The appellate justices noted that California law, “in seeking to ensure that a neutral arbitrator serves as an impartial decision-maker, requires the arbitrator to disclose to the parties any grounds for disqualification.”
If the arbitrator fails to do so, “the trial court must vacate the arbitration award,” they emphasized. The statute “leaves no room for discretion.”
They noted that “the arbitrator disclosure rules are strict and unforgiving. And for good reason. Although dispute resolution provider organizations may be in the business of justice, they are still in business. The public deserves and needs to know that the system of private justice that has taken over large portions of California law produces fair and just results from neutral decision-makers.”

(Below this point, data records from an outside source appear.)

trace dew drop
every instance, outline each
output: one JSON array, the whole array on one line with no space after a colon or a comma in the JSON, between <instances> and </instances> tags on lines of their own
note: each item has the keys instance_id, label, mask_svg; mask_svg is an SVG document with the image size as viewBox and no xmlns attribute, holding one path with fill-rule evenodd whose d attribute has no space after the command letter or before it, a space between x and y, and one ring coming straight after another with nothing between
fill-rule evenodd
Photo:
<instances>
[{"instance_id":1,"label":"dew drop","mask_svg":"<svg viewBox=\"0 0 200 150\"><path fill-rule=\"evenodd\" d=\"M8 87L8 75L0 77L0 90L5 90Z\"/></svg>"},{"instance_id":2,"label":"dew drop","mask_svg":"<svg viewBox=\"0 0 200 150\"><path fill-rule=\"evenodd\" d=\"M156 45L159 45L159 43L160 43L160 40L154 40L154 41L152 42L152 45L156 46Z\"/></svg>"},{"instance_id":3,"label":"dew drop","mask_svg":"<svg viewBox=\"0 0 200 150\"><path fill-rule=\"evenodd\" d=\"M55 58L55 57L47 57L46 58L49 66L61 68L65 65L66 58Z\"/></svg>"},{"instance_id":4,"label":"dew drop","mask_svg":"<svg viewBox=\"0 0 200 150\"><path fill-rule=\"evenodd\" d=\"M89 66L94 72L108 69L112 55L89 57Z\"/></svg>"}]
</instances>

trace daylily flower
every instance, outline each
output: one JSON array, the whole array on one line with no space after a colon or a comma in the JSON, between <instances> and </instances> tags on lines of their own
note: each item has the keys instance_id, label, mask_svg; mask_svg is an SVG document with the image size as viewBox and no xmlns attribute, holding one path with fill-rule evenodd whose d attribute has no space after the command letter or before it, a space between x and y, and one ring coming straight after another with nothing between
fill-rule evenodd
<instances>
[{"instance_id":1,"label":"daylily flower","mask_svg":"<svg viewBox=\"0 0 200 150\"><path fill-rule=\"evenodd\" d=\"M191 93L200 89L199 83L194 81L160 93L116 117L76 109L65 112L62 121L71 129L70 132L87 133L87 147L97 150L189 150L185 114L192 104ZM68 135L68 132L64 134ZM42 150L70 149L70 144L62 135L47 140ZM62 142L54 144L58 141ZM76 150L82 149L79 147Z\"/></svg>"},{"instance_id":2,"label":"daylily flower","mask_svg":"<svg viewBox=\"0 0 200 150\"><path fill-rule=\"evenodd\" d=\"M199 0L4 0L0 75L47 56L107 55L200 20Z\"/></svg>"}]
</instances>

An arbitrator must “disclose all matters that could cause a person aware of the facts to reasonably entertain a doubt” about the arbitrator’s neutrality.
Grabowski did not have to prove that Berry was actually biased, they said. The “sole issue” was that Berry failed to disclose his ex parte communication with Kaiser’s attorney.
Not only was the conversation unethical, they said; anyone aware of it would “reasonably entertain a doubt that the arbitrator would be able to be impartial.”
His words showed that the arbitrator had concluded Grabowski was not able to effectively advocate for herself, they said.
The fact that Berry and the health plan’s attorney “shared a hearty laugh at Grabowski’s expense” showed that “the arbitrator plainly felt a connection to Kaiser’s counsel, which made him comfortable enough to violate ethical rules and comment on Kaiser’s opponent.”
The justices ordered the trial court to overturn the arbitration award, and awarded Grabowski her costs on appeal.